Le superviseur délégué sur place par l'UER fut Frank Naef[2]. Il fut présenté par Désirée Nosbusch comme ayant tout pouvoir. Elle ajouta même : « He can do almost everything with me. Frank, please, don't ! » (« Il peut presque tout faire avec moi. Frank, s'il te plait, non! »). Elle l'apostropha ensuite en français, en le tutoyant : « Frank, ça y est ? On y va ? Ou tu crois que tu dois déjà me stopper pour la première fois ? » Frank Naef lui répondit alors : « Chère Désirée, en réponse à tes aimables paroles, je t'offre le premier circuit, celui de Suède. »
Le vote connut une certaine indécision dans sa première partie, l'Espagne, l'Irlande et le Danemark menant successivement en tête.

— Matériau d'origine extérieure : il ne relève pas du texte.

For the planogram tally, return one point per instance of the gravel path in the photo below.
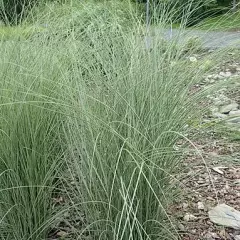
(210, 40)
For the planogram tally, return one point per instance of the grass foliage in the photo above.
(85, 102)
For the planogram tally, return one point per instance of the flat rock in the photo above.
(226, 216)
(235, 120)
(230, 107)
(219, 115)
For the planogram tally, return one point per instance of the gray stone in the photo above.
(230, 107)
(233, 113)
(235, 120)
(219, 115)
(225, 74)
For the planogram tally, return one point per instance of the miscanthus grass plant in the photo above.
(89, 105)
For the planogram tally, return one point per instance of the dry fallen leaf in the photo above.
(217, 169)
(189, 217)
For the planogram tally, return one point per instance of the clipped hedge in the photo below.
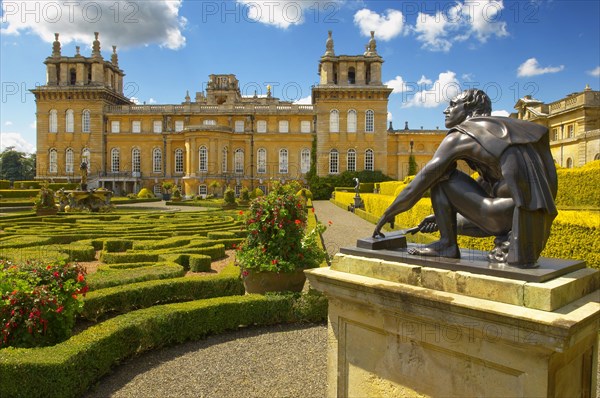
(70, 368)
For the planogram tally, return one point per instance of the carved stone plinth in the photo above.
(398, 329)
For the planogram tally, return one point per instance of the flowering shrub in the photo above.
(38, 302)
(276, 239)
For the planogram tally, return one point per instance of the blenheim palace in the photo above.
(220, 135)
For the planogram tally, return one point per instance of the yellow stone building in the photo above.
(573, 122)
(219, 135)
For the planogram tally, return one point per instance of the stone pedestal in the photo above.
(402, 330)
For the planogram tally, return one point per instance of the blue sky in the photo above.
(431, 49)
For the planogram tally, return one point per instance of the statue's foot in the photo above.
(436, 249)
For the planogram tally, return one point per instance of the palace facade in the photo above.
(219, 135)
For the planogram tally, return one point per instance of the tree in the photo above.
(16, 166)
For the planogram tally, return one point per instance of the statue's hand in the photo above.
(428, 224)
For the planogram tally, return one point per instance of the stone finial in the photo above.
(56, 47)
(114, 58)
(329, 52)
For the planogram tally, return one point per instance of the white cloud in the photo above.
(531, 67)
(595, 72)
(123, 23)
(441, 91)
(386, 27)
(501, 112)
(15, 140)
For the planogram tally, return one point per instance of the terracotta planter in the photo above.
(262, 282)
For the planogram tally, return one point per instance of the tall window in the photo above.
(157, 126)
(261, 126)
(369, 121)
(238, 160)
(283, 161)
(179, 160)
(351, 123)
(53, 121)
(334, 164)
(305, 161)
(224, 160)
(53, 161)
(351, 160)
(334, 121)
(261, 161)
(85, 121)
(284, 126)
(203, 159)
(69, 160)
(369, 160)
(136, 126)
(69, 121)
(156, 160)
(115, 160)
(136, 161)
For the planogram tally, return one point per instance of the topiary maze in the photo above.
(140, 298)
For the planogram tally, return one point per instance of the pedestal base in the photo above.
(398, 332)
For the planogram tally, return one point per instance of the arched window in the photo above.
(261, 161)
(179, 160)
(238, 160)
(136, 161)
(115, 160)
(203, 159)
(351, 124)
(53, 121)
(334, 161)
(305, 161)
(85, 121)
(69, 121)
(369, 160)
(283, 161)
(351, 160)
(334, 121)
(156, 160)
(52, 161)
(224, 160)
(369, 121)
(69, 160)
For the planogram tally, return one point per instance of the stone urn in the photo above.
(267, 281)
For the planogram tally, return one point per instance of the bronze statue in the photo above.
(513, 197)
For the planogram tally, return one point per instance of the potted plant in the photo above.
(278, 248)
(45, 203)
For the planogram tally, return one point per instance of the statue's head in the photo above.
(469, 103)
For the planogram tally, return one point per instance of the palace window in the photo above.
(69, 160)
(203, 159)
(284, 126)
(351, 123)
(334, 121)
(156, 160)
(334, 164)
(283, 161)
(351, 160)
(369, 121)
(261, 161)
(53, 121)
(369, 160)
(115, 160)
(69, 121)
(136, 126)
(53, 161)
(261, 126)
(305, 161)
(85, 121)
(179, 160)
(115, 126)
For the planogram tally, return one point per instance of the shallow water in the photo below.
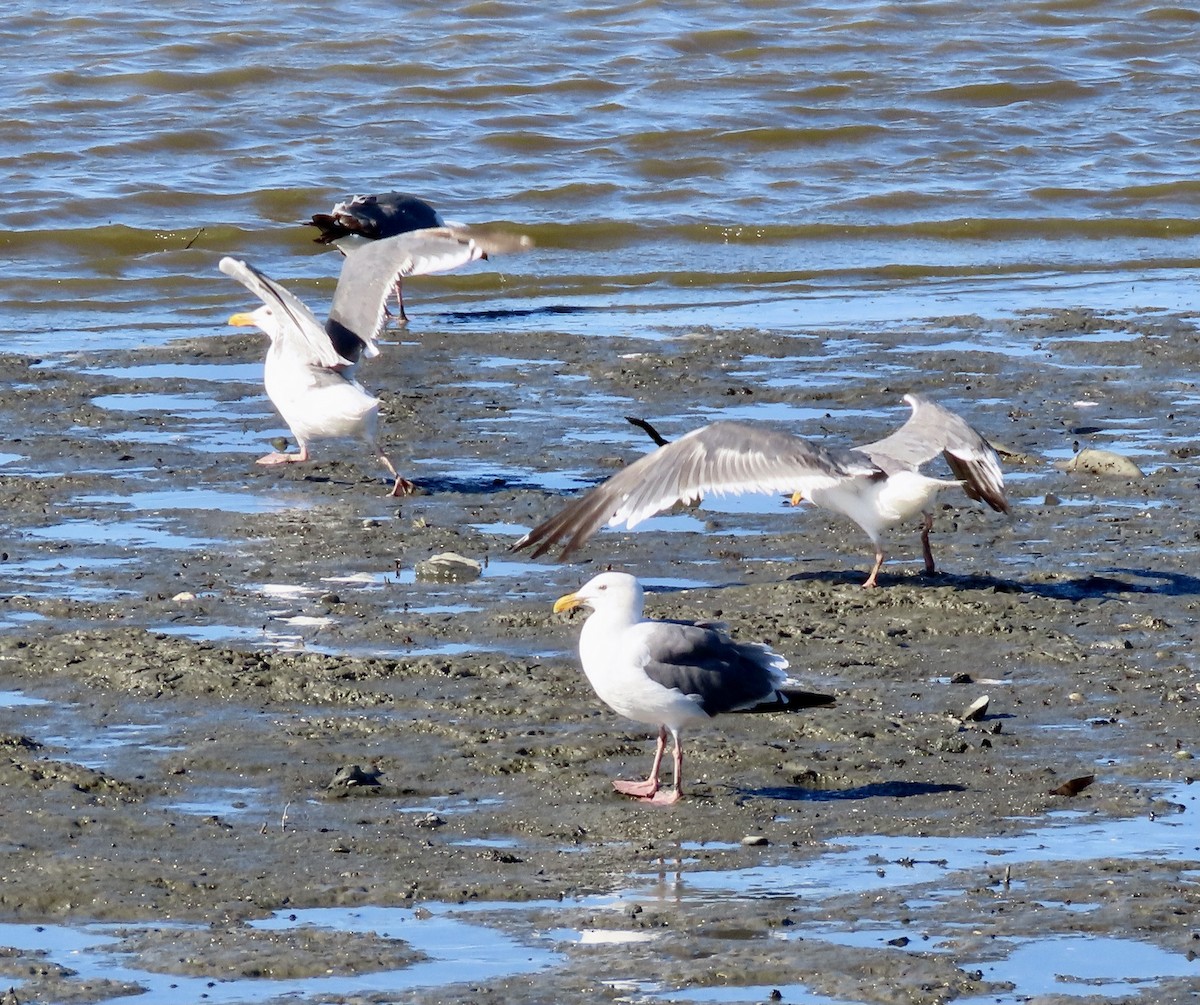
(799, 166)
(491, 940)
(833, 174)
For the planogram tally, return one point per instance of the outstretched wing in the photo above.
(723, 458)
(301, 332)
(933, 429)
(373, 217)
(371, 270)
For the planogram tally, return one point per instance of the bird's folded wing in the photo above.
(301, 332)
(934, 429)
(720, 674)
(723, 458)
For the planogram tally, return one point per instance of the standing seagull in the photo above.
(365, 218)
(671, 674)
(876, 485)
(310, 366)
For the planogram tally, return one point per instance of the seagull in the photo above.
(310, 366)
(877, 485)
(360, 220)
(672, 674)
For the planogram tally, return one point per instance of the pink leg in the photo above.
(275, 457)
(401, 486)
(873, 579)
(400, 302)
(676, 793)
(928, 525)
(648, 788)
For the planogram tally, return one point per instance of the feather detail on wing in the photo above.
(303, 335)
(721, 458)
(934, 429)
(371, 270)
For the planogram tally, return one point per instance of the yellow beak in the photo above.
(567, 603)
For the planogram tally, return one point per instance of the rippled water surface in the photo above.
(702, 163)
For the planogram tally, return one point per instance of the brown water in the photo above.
(709, 163)
(755, 211)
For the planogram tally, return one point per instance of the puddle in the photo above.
(126, 534)
(1084, 966)
(95, 750)
(219, 373)
(459, 952)
(186, 405)
(474, 943)
(12, 699)
(792, 994)
(63, 576)
(220, 802)
(203, 499)
(882, 862)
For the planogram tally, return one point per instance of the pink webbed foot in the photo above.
(275, 457)
(402, 487)
(637, 789)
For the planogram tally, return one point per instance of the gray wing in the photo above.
(721, 458)
(724, 675)
(301, 332)
(373, 217)
(933, 429)
(371, 270)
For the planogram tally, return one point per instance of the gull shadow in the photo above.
(510, 313)
(871, 790)
(468, 485)
(1102, 584)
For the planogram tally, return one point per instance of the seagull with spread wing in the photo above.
(672, 674)
(361, 220)
(310, 366)
(877, 485)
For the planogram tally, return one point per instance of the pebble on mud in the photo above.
(449, 567)
(1104, 462)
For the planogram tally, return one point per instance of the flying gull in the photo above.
(364, 218)
(672, 674)
(877, 485)
(310, 366)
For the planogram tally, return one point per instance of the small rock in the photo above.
(351, 775)
(1104, 462)
(1074, 787)
(449, 567)
(976, 710)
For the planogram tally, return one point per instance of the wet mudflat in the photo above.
(249, 753)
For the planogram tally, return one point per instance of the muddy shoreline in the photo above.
(211, 643)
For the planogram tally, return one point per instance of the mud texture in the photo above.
(252, 705)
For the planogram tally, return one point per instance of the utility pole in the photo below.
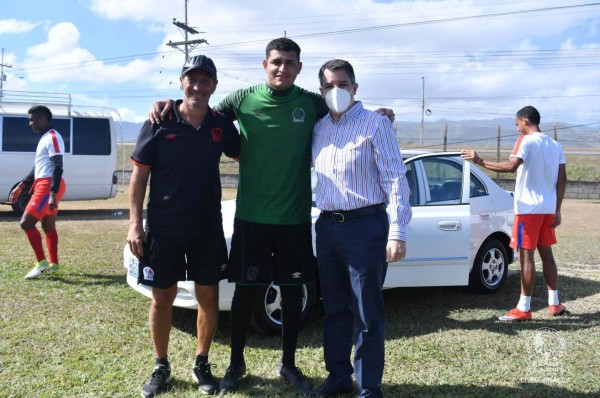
(423, 112)
(2, 76)
(189, 45)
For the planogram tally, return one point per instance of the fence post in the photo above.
(498, 148)
(445, 138)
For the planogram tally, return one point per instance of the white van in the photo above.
(90, 159)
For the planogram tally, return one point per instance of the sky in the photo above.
(479, 59)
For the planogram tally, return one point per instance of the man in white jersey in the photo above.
(48, 188)
(540, 188)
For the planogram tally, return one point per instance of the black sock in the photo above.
(163, 361)
(201, 359)
(241, 310)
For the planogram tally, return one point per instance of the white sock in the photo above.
(553, 297)
(524, 303)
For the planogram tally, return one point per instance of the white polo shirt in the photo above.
(50, 144)
(535, 188)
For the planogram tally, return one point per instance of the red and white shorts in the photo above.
(38, 204)
(533, 230)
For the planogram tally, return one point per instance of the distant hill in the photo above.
(462, 133)
(485, 133)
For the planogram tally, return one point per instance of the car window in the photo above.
(476, 188)
(412, 185)
(444, 181)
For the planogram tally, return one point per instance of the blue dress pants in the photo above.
(351, 257)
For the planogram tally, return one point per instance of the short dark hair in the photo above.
(336, 64)
(41, 109)
(283, 44)
(529, 113)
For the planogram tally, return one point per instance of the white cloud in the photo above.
(136, 10)
(14, 26)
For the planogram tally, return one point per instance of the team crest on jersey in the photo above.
(298, 115)
(148, 274)
(216, 134)
(252, 273)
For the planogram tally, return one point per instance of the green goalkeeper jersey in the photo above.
(275, 152)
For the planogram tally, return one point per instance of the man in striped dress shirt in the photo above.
(359, 171)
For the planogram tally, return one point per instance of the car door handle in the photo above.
(485, 215)
(449, 225)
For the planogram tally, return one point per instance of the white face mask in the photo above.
(338, 99)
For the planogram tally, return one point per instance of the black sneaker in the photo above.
(207, 384)
(159, 382)
(232, 377)
(293, 375)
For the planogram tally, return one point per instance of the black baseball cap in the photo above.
(200, 62)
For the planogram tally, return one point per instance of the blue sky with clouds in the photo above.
(477, 59)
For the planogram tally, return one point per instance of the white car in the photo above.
(459, 236)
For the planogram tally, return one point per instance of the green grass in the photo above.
(83, 332)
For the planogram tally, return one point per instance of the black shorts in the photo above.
(168, 260)
(265, 253)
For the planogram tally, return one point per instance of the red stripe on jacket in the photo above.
(54, 141)
(518, 144)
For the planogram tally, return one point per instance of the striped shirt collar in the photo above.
(350, 114)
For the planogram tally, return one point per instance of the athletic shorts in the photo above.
(533, 230)
(265, 253)
(38, 203)
(168, 260)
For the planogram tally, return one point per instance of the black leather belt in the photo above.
(346, 215)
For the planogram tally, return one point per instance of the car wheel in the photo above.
(490, 267)
(266, 314)
(21, 204)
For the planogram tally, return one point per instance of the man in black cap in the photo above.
(183, 238)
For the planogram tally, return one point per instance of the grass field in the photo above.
(83, 332)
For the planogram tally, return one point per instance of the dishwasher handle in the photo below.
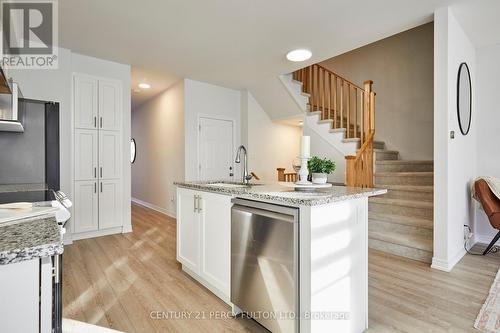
(265, 213)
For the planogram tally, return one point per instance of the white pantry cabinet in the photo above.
(204, 238)
(97, 156)
(86, 158)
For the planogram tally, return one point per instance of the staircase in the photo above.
(401, 221)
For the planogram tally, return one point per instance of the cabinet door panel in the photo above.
(188, 241)
(110, 204)
(109, 155)
(85, 154)
(19, 291)
(86, 206)
(110, 110)
(85, 102)
(216, 240)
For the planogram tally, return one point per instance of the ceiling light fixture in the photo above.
(299, 55)
(144, 85)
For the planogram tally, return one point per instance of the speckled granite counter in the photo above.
(28, 239)
(278, 194)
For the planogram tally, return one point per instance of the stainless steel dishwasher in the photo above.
(264, 263)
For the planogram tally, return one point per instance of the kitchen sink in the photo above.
(232, 185)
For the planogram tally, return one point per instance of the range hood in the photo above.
(11, 115)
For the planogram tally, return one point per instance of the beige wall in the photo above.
(401, 67)
(158, 129)
(271, 145)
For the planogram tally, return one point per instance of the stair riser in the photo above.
(403, 251)
(410, 195)
(422, 180)
(404, 167)
(401, 210)
(383, 156)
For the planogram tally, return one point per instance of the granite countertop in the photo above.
(279, 194)
(29, 238)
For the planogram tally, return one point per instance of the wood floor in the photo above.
(122, 281)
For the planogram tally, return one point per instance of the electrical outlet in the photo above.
(467, 233)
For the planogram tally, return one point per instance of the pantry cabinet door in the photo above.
(85, 99)
(86, 154)
(109, 155)
(86, 206)
(110, 204)
(110, 110)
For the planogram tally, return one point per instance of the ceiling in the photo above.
(480, 21)
(234, 43)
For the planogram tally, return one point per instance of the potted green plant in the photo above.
(320, 169)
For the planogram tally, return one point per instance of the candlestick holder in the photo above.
(303, 172)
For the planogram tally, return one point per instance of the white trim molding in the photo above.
(447, 265)
(154, 207)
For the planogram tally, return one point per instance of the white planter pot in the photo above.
(319, 178)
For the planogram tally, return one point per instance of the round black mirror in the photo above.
(133, 151)
(464, 98)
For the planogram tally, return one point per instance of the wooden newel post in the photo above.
(350, 170)
(368, 98)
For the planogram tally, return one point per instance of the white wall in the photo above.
(158, 129)
(454, 159)
(487, 119)
(401, 67)
(271, 145)
(55, 85)
(204, 99)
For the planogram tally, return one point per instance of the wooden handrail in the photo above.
(349, 106)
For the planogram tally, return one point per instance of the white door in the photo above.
(216, 145)
(188, 229)
(110, 110)
(109, 155)
(215, 219)
(85, 102)
(110, 204)
(85, 207)
(85, 154)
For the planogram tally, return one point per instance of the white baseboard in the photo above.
(154, 207)
(485, 239)
(447, 265)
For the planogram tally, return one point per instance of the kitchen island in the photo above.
(332, 251)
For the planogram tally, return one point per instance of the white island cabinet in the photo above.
(331, 259)
(204, 238)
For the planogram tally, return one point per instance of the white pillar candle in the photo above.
(305, 146)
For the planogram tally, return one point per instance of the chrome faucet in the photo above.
(245, 179)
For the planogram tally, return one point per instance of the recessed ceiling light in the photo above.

Mais après le vote du jury danois, la Suède prit la première place et la conserva jusqu'à la fin. Elle fut rattrapée par l'Irlande tout à la fin, poussant Désirée Nosbusch à s'exclamer : « Il commence à faire chaud, ici dedans ! » Ce fut finalement le dernier jury, le jury portugais, qui dénoua le suspense en attribuant deux points à l'Irlande et quatre à la Suède.
Dans la première partie de la procédure, le tableau d'affichage présenta à l'écran un fond de couleur noir. Mais après le vote belge, le fond prit une couleur bleue.
Résultats
Ce fut la deuxième victoire de la Suède au concours[10]. Ce fut également la première victoire du pays dans sa langue nationale et la première victoire au concours d'une chanson en suédois.
Les frères Herreys reçurent la médaille du grand prix des mains de Corinne Hermès, gagnante de l'année précédente. Désirée Nosbusch conclut alors, sur ces mots : « I have to tell you, I've had so much fun, I hope I'll see you again, next Saturday at the same time! Goodnight! » (« Je dois vous dire, je me suis tellement bien amusé, j'espère que je vous reverrai samedi prochain à la même heure ! Bonne soirée ! »). Les Herreys reprirent alors leur chanson, en suédois et en anglais.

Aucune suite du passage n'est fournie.